A Single Candle Read online

Page 9


  “I know those words, sir. But not probity,” the young soldier said. He had not stopped quaking since Slurr had grabbed him.

  Now Slurr was unable to hold back his smile. He released the man’s shirt and said, “Well then today you’ve received both the good news that reinforcements are coming and a vocabulary lesson. Just start spreading the word that the size of our force here is about to triple.”

  “The men and women will be glad to hear that, sir.”

  “Yes, they will. Make sure any civilians you see get the news as well.”

  “At once, sir. And sir?”

  “What is it?”

  “Sorry for what I said when you grabbed me…about being big. I was scared.”

  “It’s okay,” Slurr chuckled. “I actually get that a lot.”

  Slurr went back to where the wizards were standing and told them what the warrior had told him.

  “We need to restore calm quickly,” said Parnasus. “This…” he said, sweeping his hand to indicate the pandemonium, “is exactly what Surok is hoping for.”

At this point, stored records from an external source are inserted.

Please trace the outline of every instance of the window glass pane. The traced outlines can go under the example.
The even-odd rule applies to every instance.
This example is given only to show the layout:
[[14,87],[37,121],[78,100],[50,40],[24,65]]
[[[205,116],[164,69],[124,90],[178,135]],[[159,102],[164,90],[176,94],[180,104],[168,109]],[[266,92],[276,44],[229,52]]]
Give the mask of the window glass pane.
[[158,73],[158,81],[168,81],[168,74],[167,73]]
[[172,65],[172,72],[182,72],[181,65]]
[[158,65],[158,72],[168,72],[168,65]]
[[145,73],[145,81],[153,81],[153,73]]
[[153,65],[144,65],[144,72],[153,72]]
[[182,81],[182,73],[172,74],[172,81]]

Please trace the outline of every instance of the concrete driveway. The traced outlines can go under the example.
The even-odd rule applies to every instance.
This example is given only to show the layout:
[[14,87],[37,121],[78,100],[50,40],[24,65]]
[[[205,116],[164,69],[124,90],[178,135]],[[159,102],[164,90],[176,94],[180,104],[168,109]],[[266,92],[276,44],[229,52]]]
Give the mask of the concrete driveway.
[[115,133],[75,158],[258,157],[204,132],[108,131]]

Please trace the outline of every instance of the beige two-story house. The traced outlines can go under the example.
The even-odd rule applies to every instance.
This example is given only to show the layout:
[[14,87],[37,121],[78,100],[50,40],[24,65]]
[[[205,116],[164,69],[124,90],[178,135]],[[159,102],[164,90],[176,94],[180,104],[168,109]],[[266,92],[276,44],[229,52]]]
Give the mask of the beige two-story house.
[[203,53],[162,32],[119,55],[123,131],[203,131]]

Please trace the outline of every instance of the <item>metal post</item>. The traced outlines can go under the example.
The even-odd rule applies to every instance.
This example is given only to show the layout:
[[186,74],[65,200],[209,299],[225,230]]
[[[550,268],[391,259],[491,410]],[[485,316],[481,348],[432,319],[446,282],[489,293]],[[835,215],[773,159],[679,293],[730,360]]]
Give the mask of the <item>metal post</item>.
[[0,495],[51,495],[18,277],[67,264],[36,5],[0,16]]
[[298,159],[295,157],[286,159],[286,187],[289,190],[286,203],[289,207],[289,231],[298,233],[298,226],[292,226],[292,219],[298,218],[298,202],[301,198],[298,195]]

  But even as he finished speaking he could see that the news of reinforcements was weaving its way through the disorder. More and more soldiers were returning to their units and the civilians, both seeing this and hearing the news from the reorganizing platoons, stopped running wildly, and Slurr saw that they were coming together in a large crowd in the city square. He turned to Kern and asked, “Can you cast that spell on me that Cerah used to help me be heard by the entire army before we headed to the Frozen South?”

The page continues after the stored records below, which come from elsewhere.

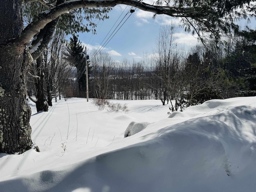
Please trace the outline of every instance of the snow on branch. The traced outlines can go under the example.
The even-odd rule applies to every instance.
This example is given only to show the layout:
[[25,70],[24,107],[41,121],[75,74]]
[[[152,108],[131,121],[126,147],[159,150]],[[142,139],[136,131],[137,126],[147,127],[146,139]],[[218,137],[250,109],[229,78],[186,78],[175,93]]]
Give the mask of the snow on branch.
[[61,14],[72,10],[81,8],[114,7],[118,4],[130,5],[156,14],[164,14],[173,17],[177,16],[175,14],[179,13],[176,9],[173,8],[150,5],[136,0],[68,1],[39,14],[37,18],[28,24],[24,29],[19,38],[16,40],[16,42],[21,45],[26,45],[33,36],[40,30],[43,28],[46,24]]

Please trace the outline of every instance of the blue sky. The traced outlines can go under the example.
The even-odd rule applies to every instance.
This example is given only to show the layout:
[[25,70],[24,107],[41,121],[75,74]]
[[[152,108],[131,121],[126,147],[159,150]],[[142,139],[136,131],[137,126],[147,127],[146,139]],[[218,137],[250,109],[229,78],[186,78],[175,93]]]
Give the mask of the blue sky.
[[[78,38],[86,46],[88,54],[99,47],[124,10],[124,13],[109,36],[130,8],[126,6],[116,6],[108,14],[109,19],[101,21],[98,24],[96,34],[92,36],[91,33],[79,34]],[[124,21],[130,14],[127,15]],[[160,26],[172,23],[178,26],[180,21],[178,19],[165,15],[157,15],[156,18],[153,19],[153,15],[152,13],[136,9],[102,51],[108,52],[114,60],[119,61],[124,58],[130,60],[134,59],[139,61],[142,59],[144,53],[153,54]],[[178,28],[175,36],[180,47],[186,50],[198,42],[196,38],[185,32],[181,28]]]

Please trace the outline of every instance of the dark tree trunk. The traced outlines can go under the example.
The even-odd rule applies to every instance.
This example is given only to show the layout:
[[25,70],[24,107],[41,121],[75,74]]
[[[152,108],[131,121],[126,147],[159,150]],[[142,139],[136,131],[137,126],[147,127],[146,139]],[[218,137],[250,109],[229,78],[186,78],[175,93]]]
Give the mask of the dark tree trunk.
[[51,86],[50,85],[46,85],[46,91],[47,92],[47,102],[49,106],[52,106],[52,93],[51,93]]
[[48,111],[48,108],[45,107],[45,95],[44,87],[44,73],[43,71],[43,63],[42,57],[40,57],[36,60],[36,67],[38,71],[36,76],[34,80],[36,87],[36,110],[39,111]]
[[31,109],[26,101],[27,74],[32,60],[25,46],[12,42],[22,29],[22,0],[0,6],[0,153],[31,148]]
[[26,100],[29,57],[15,45],[1,45],[0,52],[0,152],[22,153],[32,144]]

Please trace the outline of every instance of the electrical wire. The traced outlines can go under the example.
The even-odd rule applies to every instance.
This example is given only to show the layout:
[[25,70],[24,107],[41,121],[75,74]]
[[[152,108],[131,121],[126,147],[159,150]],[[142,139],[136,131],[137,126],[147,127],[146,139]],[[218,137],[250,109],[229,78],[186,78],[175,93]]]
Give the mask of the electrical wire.
[[[106,46],[106,45],[110,41],[110,40],[111,40],[111,39],[112,39],[112,38],[114,37],[114,36],[115,36],[115,35],[116,34],[116,33],[117,33],[117,32],[122,27],[122,26],[123,26],[123,25],[124,25],[124,23],[126,22],[126,21],[127,20],[130,18],[130,17],[131,16],[131,15],[132,15],[132,13],[134,12],[134,11],[135,11],[135,10],[136,10],[137,8],[136,8],[134,10],[132,9],[132,8],[130,8],[130,9],[129,10],[129,11],[126,13],[126,14],[125,15],[125,16],[124,16],[123,17],[123,18],[122,19],[122,20],[121,20],[121,21],[119,22],[119,23],[117,25],[117,26],[116,27],[116,28],[115,28],[115,29],[114,30],[114,31],[112,32],[112,33],[111,33],[111,34],[110,35],[110,36],[109,36],[109,37],[108,38],[108,39],[105,41],[105,42],[104,43],[104,44],[103,44],[103,45],[101,47],[100,47],[100,46],[101,45],[101,44],[102,44],[102,42],[103,42],[103,41],[104,40],[103,40],[103,41],[102,41],[102,43],[101,43],[100,45],[100,46],[99,46],[99,48],[98,48],[98,49],[97,49],[97,50],[96,50],[96,53],[94,54],[94,55],[93,55],[92,57],[92,58],[95,58],[99,53],[100,52],[102,51],[102,50],[103,50],[103,49],[105,47],[105,46]],[[122,24],[122,25],[121,25],[121,26],[120,26],[120,27],[118,28],[118,29],[117,29],[117,30],[116,30],[116,29],[117,29],[118,27],[120,25],[120,24],[121,24],[122,22],[123,21],[123,20],[124,19],[124,18],[125,18],[125,17],[129,13],[130,13],[130,15],[128,16],[128,17],[126,19],[126,20]],[[115,23],[116,23],[116,22]],[[111,29],[112,28],[113,28],[113,27],[112,27],[112,28],[111,28]],[[108,34],[109,34],[109,33],[110,32],[110,31],[108,33]],[[107,35],[107,36],[108,35]],[[105,40],[106,39],[106,37],[105,37],[105,38],[104,39],[104,40]],[[100,50],[98,50],[98,48],[100,48]]]

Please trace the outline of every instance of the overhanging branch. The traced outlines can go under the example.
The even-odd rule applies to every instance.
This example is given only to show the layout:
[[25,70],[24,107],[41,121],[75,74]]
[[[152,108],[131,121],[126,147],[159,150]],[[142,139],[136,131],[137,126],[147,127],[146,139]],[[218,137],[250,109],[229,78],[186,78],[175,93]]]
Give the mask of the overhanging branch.
[[[81,8],[114,7],[118,4],[130,5],[145,11],[157,14],[164,14],[173,17],[176,17],[175,14],[180,13],[175,8],[153,6],[134,0],[68,1],[40,13],[36,19],[27,26],[16,41],[21,45],[26,45],[32,37],[46,24],[61,14],[73,10]],[[184,11],[188,9],[183,8]]]

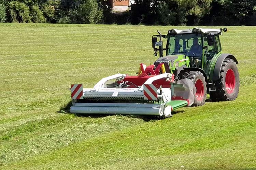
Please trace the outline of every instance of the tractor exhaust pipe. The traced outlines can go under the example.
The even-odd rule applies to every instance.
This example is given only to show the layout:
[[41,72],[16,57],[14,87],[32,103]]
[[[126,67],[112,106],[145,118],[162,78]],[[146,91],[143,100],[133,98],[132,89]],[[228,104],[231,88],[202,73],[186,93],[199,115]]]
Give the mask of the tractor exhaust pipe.
[[157,33],[159,34],[160,37],[160,40],[159,42],[161,42],[162,45],[159,46],[159,55],[160,57],[163,56],[163,41],[162,40],[162,34],[161,32],[157,30]]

  Kern nodded, smiling. “Yes, boy. I can amplify your voice. I do know a little magic myself, you know. Cerah didn’t invent that spell. I taught it to her.”

  “Good,” said Slurr, for the moment oblivious to the minor insult he’d just perpetrated. He ran to the edge of the crowd, Kern following closely. When they arrived Slurr found a crate and stood upon it. “Okay,” he said to Kern, “let me have it.”

  The wizard first held his hands, palms together, in front of him. Then as he fanned them outward from one another, he said “Roar.”

  Slurr felt a tickle in his throat. When he spoke, his voice boomed. “Citizens of Trakkas! I am Slurr, of the Army of Quadar. By now I hope you have heard the news that a large force of our warriors is approaching from Senchen and should arrive by dawn. There was already a division guarding your city, which numbered four thousand warriors in strength. I brought the surviving guardians of Stygia with me from that place, two thousand strong. You are not undefended.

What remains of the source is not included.